Bei Yogani soll man nach der Wirbelsäulenatmung eben die tiefe Meditation durchführen, die genaue Beschreibung, die findet man wie gesagt auf der Webseite (www.fyue.de
Lektion 13 ff.) und in dem kleinen Büchlein, tiefe Meditation, das sind so 100 Seiten, in verschiedene Kapitel untergliedert. Es ist nicht alles nur praxisbezogen. Er holt ein bisschen weiter aus. Aber er gibt ein breites Spektrum, ein umfassendes Verständnis vermittelt er zur tiefen Meditation.

Also bei Hong-Sau, da ist ja im Grunde auch ein Mantra dabei. Aber der Unterschied zu Hong-Sau, das ist einmal das unterschiedliche Mantra, Hong-Song wird bei der SRF benutzt, bei dieser Konzentrationsübung, Rückfalltechnik, wie ich sie bezeichne: Also immer wenn man nichts anderes macht in der Kriya Sitzung, dann macht man zumindest Hong-Sau, also ein passives Atembeobachten und -kommentieren durch die Silben Hong und Sau (gesprochen So) Ein- und Ausatmen und bei der tiefen Meditation ist das Mantra AYÄM (I AM)

und dieses Mantra benutzt man ausschließlich und lässt den Atem mehr oder weniger, den lässt man laufen, man berücksichtigt ihn überhaupt nicht, man denkt nicht an ihn. Der geht unterhalb des Radars. Es ist nur wichtig, der Klang, des Mantras, den man mental wiederholt und man nimmt eben das Mantra I AM (AYÄM)

wobei nicht die Bedeutung von I AM, also englisch für ICH BIN, irgendeine Bedeutung hat, irgendwas aussagt. Sondern es ist nur der reine Klang AYÄM wichtig.

Wenn man das nicht glaubt oder von dem I AM, von der Schreibung I AM, dann immer auf die Bedeutung zurückgewiesen wird, dann kann man das I AM auch mit AYÄM, schreiben und dann sieht es eher aus wie ein Mantra.

Dann ist das gleichzeitig der Hinweis, dass eben nicht die Bedeutung, sondern nur der Klang des I AM wichtig ist.

Bei der tiefen Meditation, da konzentriert man sich auf diesen Klang oder man wiederholt dieses AYÄM dieses Mantra im Geiste und versucht, auf diesem Wege in die Stille zu kommen und immer, wenn man wegkommt von diesem AYÄM Mantra, also das ist ganz normal, dass man sich in Gedanken verliert, aber irgendwann erinnert man sich: Ich wollte ja eigentlich die I AM Meditation durchführen, wo ist jetzt mein Mantra.

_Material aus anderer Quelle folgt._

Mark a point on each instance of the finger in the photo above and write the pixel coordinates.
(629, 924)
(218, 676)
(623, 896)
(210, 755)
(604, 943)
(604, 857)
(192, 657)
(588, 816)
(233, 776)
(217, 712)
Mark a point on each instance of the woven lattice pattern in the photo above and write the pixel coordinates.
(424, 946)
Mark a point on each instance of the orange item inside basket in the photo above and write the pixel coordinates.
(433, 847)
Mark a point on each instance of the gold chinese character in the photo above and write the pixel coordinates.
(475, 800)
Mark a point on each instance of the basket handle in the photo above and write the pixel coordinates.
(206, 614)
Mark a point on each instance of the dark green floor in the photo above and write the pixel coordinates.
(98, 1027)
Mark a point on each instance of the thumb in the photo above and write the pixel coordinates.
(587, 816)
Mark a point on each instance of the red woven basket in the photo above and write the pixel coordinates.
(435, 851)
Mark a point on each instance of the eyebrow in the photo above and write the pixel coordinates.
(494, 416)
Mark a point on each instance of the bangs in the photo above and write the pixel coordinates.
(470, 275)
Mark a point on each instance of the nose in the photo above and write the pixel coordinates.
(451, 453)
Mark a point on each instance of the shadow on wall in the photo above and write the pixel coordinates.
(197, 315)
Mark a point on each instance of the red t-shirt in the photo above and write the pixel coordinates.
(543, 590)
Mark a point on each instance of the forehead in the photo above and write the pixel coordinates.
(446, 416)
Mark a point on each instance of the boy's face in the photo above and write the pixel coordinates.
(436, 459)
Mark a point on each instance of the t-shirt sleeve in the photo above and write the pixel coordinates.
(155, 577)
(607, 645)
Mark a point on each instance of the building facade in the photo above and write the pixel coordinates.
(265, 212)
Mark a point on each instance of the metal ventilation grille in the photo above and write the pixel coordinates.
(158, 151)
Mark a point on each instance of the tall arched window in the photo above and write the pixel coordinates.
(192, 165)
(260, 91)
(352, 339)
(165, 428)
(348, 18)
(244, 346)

Dann greift mal das Mantra wieder auf und macht eben weiter mit der Wiederholung des Mantras, mental.

Das soll auch keinen bestimmten Ort haben, das AYÄM, und so soll man dann immer tiefer in einen tieferen Meditationsstatus kommen und mit der Tiefe der Meditation, also braucht man jetzt nicht zwanghaft an einer klaren Intonation, am klaren Klang von AYÄM festhalten oder sich darum bemühen, sondern man wird dann passiv und dieses AYÄM dieser Klang, dieses Mantra verschwimmt, also wird undeutlich immer mehr.

Das ist eben der Unterschied zum einem Hong-Sau, wo man das zweisilbrige Mantra, Hong und Sau zusammen mit dem Atem anwendet, also Einatmen Hong, Ausatmen Sau, wobei man dann nicht aktiv Hong und Sau so ausspricht, sondern passiv.

Man wartet auf den Einatmenimpuls und dann kommentiert man diesen mit Hong und dann wartet man wieder auf den Ausatmenimpuls und diesen kommentiert man dann mit Sau.

Wenn man das eben richtig macht, dann wird man feststellen, dass man da ziemlich konzentriert wird mit dieser einfachen Übung Hong Sau.

Bei der I AM Meditation, da konzentriert man sich eben nicht auf den Atem, sondern man kommt gleich auf tiefere Ebenen des Bewusstseins, wobei das bei Hong so natürlich auch der Fall ist.

Bei dem AYÄM verschwimmt das im Endeffekt. Man wird, man kann eins werden mit dem Klang.

Aber im Endeffekt führen die beide zu dem gleichen Ziel. Man verschmilzt, wenn man genügend tief hineinkommt mit dem OM-Klang.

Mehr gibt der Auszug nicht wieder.